2016/08/04

L'accès aux niveaux profonds


Source: Silo: Psychologie IV

La substitution du moi par une force, un esprit, un dieu ou la personnalité d'un envoûteur ou d'un hypnotiseur fut chose courante dans l'histoire. Le fait de suspendre le moi en évitant toute substitution, est également bien connu, quoique moins courant, notamment dans un certain type de yoga et dans quelques pratiques mystiques avancées. Cela dit, si quelqu'un pouvait suspendre et ensuite faire disparaître le moi, il perdrait tout contrôle structurel de la temporalité et de la spacialité de ses processus mentaux. Il se retrouverait dans une situation antérieure à celle de l'apprentissage de ses premiers pas dans la petite enfance. Ses mécanismes de conscience ne seraient plus en communication ni coordonnés. Il ne pourrait faire appel à sa mémoire. Il ne pourrait se mettre en relation avec le monde ni ne pourrait avancer dans son apprentissage. Nous ne serions pas simplement en présence d'un moi dissocié sous certains aspects, comme c'est le cas dans certains déréglements mentaux, mais nous serions face à quelqu'un dans un état semblable au sommeil végétatif. Par conséquent, ces sottises relatives à "la suppression du moi" ou à "la suppression de l'ego" ne sont pas possibles dans la vie quotidienne. Il est toutefois possible de parvenir à la situation mentale de suppression du moi, non pas dans la vie quotidienne mais dans des conditions déterminées qui partent de la suspension du moi.

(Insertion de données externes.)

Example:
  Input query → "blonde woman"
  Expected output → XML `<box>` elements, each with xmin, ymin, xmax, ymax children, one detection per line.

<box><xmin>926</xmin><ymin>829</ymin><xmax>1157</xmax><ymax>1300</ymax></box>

L'entrée dans les états profonds se produit depuis la suspension du moi. Depuis cette suspension, des registres significatifs de "conscience lucide" et de compréhension de ses propres limitations mentales se produisent, ce qui constitue déjà une grande avancée. Dans ce passage, on doit tenir compte de certaines conditions incontournables :
1 – Que le pratiquant ait précisé clairement sa Finalité, ce qu’il désire obtenir comme objectif final de son travail.
2 – Qu'il dispose de d'énergie psychophysique en quantité suffisante pour maintenir son attention immergée en soi et concentrée sur la suspension du moi.

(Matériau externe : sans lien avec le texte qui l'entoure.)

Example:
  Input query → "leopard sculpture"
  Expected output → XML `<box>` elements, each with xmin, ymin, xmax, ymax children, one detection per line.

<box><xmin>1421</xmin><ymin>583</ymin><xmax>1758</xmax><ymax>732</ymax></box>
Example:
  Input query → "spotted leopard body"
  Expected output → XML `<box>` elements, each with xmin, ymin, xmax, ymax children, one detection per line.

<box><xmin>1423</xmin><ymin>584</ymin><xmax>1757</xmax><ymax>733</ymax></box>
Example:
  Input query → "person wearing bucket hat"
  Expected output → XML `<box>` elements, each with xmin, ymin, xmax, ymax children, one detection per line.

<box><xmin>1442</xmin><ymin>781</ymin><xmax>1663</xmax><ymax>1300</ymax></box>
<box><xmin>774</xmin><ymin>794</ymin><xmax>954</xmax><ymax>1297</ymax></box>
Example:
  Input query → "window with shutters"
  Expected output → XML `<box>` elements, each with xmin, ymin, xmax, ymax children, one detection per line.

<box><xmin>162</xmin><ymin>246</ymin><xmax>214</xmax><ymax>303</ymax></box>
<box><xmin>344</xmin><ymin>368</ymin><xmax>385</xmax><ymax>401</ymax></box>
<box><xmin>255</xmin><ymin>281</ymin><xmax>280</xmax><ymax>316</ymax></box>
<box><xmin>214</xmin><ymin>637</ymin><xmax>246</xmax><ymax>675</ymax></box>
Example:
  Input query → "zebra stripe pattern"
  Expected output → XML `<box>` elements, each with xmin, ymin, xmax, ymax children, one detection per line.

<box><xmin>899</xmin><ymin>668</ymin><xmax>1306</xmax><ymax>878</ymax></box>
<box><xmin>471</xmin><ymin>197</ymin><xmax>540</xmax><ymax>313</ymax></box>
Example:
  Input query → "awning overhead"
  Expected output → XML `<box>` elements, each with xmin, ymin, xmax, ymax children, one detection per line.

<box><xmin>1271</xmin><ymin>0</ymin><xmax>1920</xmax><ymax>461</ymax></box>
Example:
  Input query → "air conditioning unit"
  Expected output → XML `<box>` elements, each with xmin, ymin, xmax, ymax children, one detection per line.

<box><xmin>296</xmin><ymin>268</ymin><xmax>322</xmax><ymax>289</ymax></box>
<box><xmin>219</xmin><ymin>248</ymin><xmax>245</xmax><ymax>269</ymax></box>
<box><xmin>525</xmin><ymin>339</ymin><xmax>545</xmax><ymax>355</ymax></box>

3 – Qu'il puisse continuer sans solution de continuité dans l'approfondissement de l'état de suspension jusqu'à ce que les références spatio-temporelles disparaissent.
La Finalité correspond à la direction de tout le processus mais sans que cela occupe tout le centre attentionnel. C’est à dire que la Finalité doit être gravée avec suffisamment de charge affective pour opérer de façon coprésente tandis que l'attention est occupée dans la suspension du moi et dans les pas suivants. Cette préparation conditionne tout le travail postérieur. Quant à l'énergie psychophysique nécessaire pour le maintien de l'attention dans un niveau intéressant de concentration, la principale impulsion provient de l'intérêt qui fait partie de la Finalité. Si l'on constate un manque de puissance ou de permanence, il faudra réviser la préparation qui a été faite de la Finalité. On a besoin d'une conscience débarrassée de fatigue et d’une éducation minimum à la concentration attentionnelle sur un seul objet. Continuer dans l'approfondissement de la suspension jusqu'à parvenir au registre de "vide" signifie que rien ne doit apparaître comme représentation, ni comme registre de sensations internes. Il ne peut, ni ne doit y avoir de registre de cette situation mentale. La position ou les incommodités du corps déclencheront des impulsions qui produiront le retour à la situation mentale de suspension ou à la veille habituelle.
On ne peut rien dire de ce "vide". La récupération des significations inspiratrices, des sens profonds qui sont au-delà des mécanismes et des configurations de conscience, est réalisée depuis le moi quand celui-ci reprend son travail normal de veille. Nous parlons de "traductions" d'impulsions profondes, impulsions qui arrivent à mon intracorps durant le sommeil profond, ou d'impulsions qui parviennent à ma conscience dans une sorte de perception différente de celles connues au moment du "retour" à la veille normale. Nous ne pouvons pas parler de ce monde parce que nous n'avons pas de registre durant l'élimination du moi ; nous disposons seulement des "réminiscences" de ce monde, ainsi que Platon nous le commente dans ses mythes.